This prize, namend after the distinguished historian Radomír Luža, was initiated 2012 by by the American Friends of the Documentation Center of Austrian Resistance and Center Austria: the Austrian Marshall Plan Center for European Studies of the University of New Orleans. After a startup financing by the University of New Orleans, a subsidy given by the Austrian Future Funds secured the awarding of an annual prize of $1,000 for several years. Since 2020 this prize has been hosted by the German Studies Association.
The prize is named after Radomír Luža, who was professor for European and German history at Tulane University, New Orleans, for more than 25 years. He had published the first academic studies about Nazi persecution and resistance in Austria: “Austro-German Relations in the Anschluss Era” (1975) and “The resistance in Austria, 1938-1945” (1984).
The awarding ceremony is part of the annual conferences of the German Studies Association. It is one of the prizes awarded during the banquet of the organization which took place this year on 6 October at Le Centre Sheraton Montreal.
This year’s prize was awarded to Brett E. Sterling for his book “Hermann Broch and Mass Hysteria. Theory and Representation in the Age of Extremes”.

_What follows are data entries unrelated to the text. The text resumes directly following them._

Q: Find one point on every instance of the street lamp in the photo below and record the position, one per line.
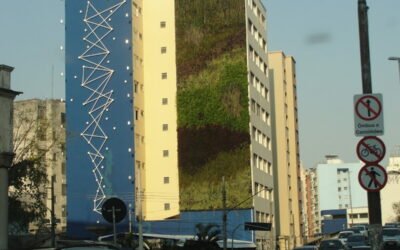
(393, 58)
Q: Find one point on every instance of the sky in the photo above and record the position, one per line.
(322, 36)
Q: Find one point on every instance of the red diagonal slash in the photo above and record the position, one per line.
(368, 106)
(376, 182)
(370, 149)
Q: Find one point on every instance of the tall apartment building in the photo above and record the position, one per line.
(389, 192)
(287, 179)
(311, 206)
(39, 128)
(156, 140)
(177, 91)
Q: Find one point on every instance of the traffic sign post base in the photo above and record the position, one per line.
(375, 236)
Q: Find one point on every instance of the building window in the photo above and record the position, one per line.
(165, 127)
(62, 118)
(63, 168)
(165, 153)
(166, 180)
(167, 206)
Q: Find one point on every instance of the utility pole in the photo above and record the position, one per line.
(6, 147)
(224, 215)
(140, 215)
(374, 200)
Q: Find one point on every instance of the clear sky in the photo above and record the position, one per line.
(322, 35)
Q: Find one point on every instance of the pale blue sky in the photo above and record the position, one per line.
(322, 35)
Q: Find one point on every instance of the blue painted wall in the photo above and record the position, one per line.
(100, 140)
(185, 225)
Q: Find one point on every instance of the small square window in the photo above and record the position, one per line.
(165, 127)
(166, 180)
(167, 206)
(165, 153)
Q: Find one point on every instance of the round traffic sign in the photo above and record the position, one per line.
(371, 149)
(115, 204)
(372, 177)
(368, 107)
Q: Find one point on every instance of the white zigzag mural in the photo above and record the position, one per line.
(95, 77)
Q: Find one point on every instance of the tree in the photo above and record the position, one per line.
(206, 237)
(27, 175)
(396, 209)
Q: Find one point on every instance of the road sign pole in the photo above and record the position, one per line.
(374, 202)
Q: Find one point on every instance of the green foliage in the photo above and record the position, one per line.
(26, 180)
(217, 95)
(27, 176)
(205, 30)
(203, 190)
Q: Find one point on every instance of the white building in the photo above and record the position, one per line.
(337, 187)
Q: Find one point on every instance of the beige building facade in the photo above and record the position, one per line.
(39, 128)
(389, 194)
(288, 197)
(156, 149)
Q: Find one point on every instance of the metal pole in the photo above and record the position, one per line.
(374, 201)
(53, 223)
(233, 234)
(114, 227)
(224, 216)
(3, 208)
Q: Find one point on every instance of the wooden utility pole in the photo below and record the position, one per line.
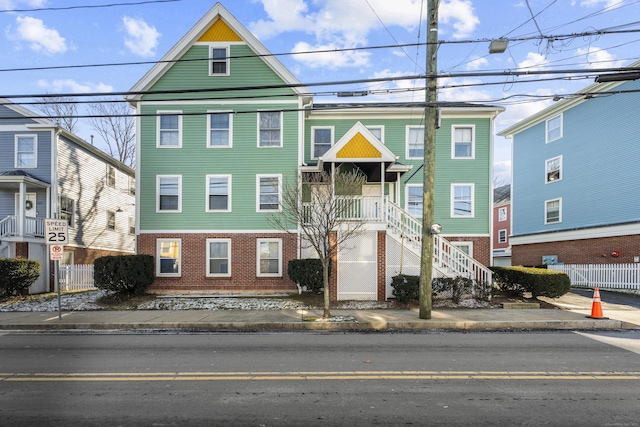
(430, 122)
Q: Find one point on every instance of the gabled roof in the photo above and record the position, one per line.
(220, 25)
(563, 105)
(359, 145)
(26, 112)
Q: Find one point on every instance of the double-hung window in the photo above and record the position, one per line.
(462, 200)
(218, 257)
(169, 129)
(269, 257)
(322, 140)
(67, 210)
(219, 134)
(415, 142)
(168, 253)
(553, 211)
(169, 189)
(270, 129)
(26, 151)
(463, 142)
(554, 128)
(219, 61)
(218, 193)
(553, 169)
(268, 197)
(415, 200)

In his laudatory speech Andreas Kranebitter, director of the DÖW, quoted from the motivation of the Luza Prize Committee of the American Friends of the Documentation Center of Austrian Resistance:
‘Brett E. Sterling’s book is an innovative volume on the work of Austrian writer Hermann Broch (born 1886 in Vienna, died 1951 in New Haven, CT). His analysis convincingly contextualizes Broch’s forgotten manuscript not only within the author’s oeuvre as a whole, but also within the sociological literature on “the mass”. Noteworthy as well is the book’s scholarly accuracy. By including the writings of Gustave Le Bon, Theodor Geiger, Sigmund Freud, and others in his analysis, Sterling also exposes the scope and the limits of Broch’s innovativeness. He also attempts, albeit cautiously, to update Broch’s analyses for the Trump phenomenon. The work, also due to its stylistic brilliance, was unanimously rated as absolutely worthy of distinction by the reviewers and the Prize Committee.’